Nvidia on Thursday launched a new version of its flagship consumer graphics card. The Titan Xp, which replaces last year's Titan X, carries the same $1,200 price tag albeit with a bit more performance on tap (at least, on paper).

The Titan Xp packs a full-fat Pascal GP102 GPU featuring 3,840 CUDA cores with 12 TFLOPS of theoretical throughput (the Titan X and the GTX 1080 Ti have just 3,584 cores) and a boost clock of 1,582MHz (up from 1,531MHz). The 12GB of GDDR5X RAM (11.4 Gbps) has a 384-bit memory interface width and 547.7GB/s of bandwidth.

The card carries the same 250W thermal envelope as its predecessor. You'll need one 8-pin power connector and a 6-pin connector (in addition to what it draws from the PCIe slot, of course).

The new Titan Xp will no doubt be the new performance king. Nvidia says it generates up to three times faster performance compared to the Titan X (the 2015 Maxwell variant) but isn't offering any hard numbers otherwise.

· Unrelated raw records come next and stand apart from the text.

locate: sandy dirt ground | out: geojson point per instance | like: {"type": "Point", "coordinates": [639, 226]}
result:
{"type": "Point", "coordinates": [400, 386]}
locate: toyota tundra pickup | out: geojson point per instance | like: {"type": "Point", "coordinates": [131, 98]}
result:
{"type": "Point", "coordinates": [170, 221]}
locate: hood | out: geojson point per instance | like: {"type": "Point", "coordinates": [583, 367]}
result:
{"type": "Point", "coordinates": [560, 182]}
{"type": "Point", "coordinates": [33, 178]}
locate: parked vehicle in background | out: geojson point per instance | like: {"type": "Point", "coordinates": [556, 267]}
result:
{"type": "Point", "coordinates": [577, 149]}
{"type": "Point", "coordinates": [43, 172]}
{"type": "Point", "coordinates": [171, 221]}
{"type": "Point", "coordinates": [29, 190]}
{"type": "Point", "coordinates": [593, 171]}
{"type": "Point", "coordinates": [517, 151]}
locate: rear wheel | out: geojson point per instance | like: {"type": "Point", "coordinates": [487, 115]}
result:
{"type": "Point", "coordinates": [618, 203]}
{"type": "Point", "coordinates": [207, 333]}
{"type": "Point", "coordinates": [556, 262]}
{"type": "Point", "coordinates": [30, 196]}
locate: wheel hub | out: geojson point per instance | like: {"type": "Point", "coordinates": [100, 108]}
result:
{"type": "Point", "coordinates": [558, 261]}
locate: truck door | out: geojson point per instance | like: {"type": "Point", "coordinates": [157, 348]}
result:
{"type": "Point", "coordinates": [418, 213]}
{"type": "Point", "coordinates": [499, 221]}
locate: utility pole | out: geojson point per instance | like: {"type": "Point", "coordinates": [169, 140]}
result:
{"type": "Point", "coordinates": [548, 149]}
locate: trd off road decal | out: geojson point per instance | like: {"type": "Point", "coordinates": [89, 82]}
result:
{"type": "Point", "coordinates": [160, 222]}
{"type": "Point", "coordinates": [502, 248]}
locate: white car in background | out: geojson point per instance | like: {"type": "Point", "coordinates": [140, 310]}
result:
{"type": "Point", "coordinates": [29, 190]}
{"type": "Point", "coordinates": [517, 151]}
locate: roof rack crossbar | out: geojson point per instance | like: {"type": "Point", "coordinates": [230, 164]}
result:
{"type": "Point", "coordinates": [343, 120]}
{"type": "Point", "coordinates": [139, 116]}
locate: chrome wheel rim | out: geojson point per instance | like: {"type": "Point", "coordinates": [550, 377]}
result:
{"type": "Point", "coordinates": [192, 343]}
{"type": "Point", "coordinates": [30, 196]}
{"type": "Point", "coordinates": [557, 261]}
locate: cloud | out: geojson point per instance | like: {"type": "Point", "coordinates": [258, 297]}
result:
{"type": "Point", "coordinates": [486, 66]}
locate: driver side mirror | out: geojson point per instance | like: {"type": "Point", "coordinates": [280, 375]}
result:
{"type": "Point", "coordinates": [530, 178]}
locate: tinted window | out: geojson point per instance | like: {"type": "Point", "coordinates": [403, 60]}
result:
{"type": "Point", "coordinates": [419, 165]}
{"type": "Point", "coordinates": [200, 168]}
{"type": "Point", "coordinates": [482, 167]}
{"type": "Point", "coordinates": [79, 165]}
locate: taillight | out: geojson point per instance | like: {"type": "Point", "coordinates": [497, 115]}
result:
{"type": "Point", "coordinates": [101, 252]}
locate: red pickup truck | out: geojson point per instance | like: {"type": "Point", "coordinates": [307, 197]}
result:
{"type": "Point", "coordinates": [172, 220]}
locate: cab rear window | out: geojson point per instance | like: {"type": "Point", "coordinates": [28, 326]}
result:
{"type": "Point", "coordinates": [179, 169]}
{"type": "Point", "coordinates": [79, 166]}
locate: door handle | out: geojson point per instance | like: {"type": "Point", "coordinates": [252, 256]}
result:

For that, we'll have to wait until the benchmarks start pouring in.

Nvidia also said today that it will have new beta Pascal drivers for MacOS next week. It's worth noting that said drivers will enable support for all GTX 10-series video cards, not just the new Titan Xp.

The Titan Xp is available as of writing directly from Nvidia for $1,200 (limit two per customer). Your move, AMD.